Saving memory to avoid CUDA OOM with GTX-1080Ti

Question

Saving memory to avoid CUDA OOM with GTX-1080Ti

daisukelab opened this issue 6 years ago · comments

Daisuke Niizumi commented 6 years ago

Hi,

Thank you very much for sharing this repository, it helps quick try.
But so far I'm struggling to avoid OOM below.

Is there any clue suppressing memory use?

Using Omniglot dataset.
Tried DataLoader num_worker=1, but it still shows error.

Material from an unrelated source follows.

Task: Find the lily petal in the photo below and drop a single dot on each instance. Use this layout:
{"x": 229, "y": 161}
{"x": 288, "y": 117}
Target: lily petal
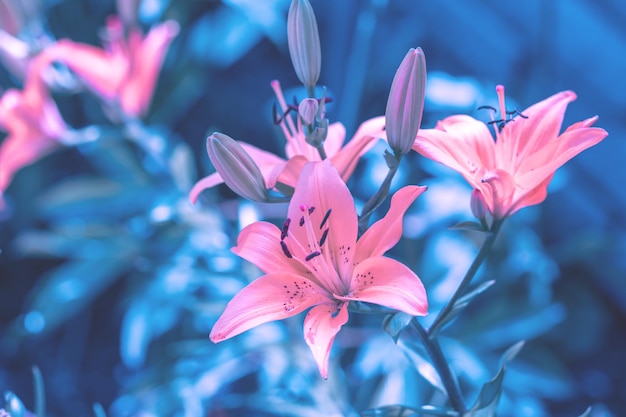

$ python proto_nets.py --dataset omniglot
omniglot_nt=1_kt=60_qt=5_nv=1_kv=5_qv=1
Indexing background...
100%|██████████████████████████████████████████████████████████████████████████████████████████████████████████████████████████████████████████████████████████| 19280/19280 [00:00<00:00, 281958.22it/s]
Indexing evaluation...
100%|██████████████████████████████████████████████████████████████████████████████████████████████████████████████████████████████████████████████████████████| 13180/13180 [00:00<00:00, 302261.60it/s]
Training Prototypical network on omniglot...
Begin training...
Epoch 1:   2%|██▎                                                                                                                  | 2/100 [00:06<06:29,  3.98s/it, loss=57.9, categorical_accuracy=0.35]Traceback (most recent call last):
  File "proto_nets.py", line 129, in <module>
    'distance': args.distance},
  File "/home/me/lab/few-shot/ew-shot/few_shot/train.py", line 113, in fit
    loss, y_pred = fit_function(model, optimiser, loss_fn, x, y, **fit_function_kwargs)
  File "/home/me/lab/few-shot/few_shot/proto.py", line 67, in proto_net_episode
    loss.backward()
  File "/home/me/anaconda3/lib/python3.6/site-packages/torch/tensor.py", line 102, in backward
    torch.autograd.backward(self, gradient, retain_graph, create_graph)
  File "/home/me/anaconda3/lib/python3.6/site-packages/torch/autograd/__init__.py", line 90, in backward
    allow_unreachable=True)  # allow_unreachable flag
RuntimeError: CUDA out of memory. Tried to allocate 316.50 MiB (GPU 0; 10.91 GiB total capacity; 9.70 GiB already allocated; 95.38 MiB free; 245.36 MiB cached)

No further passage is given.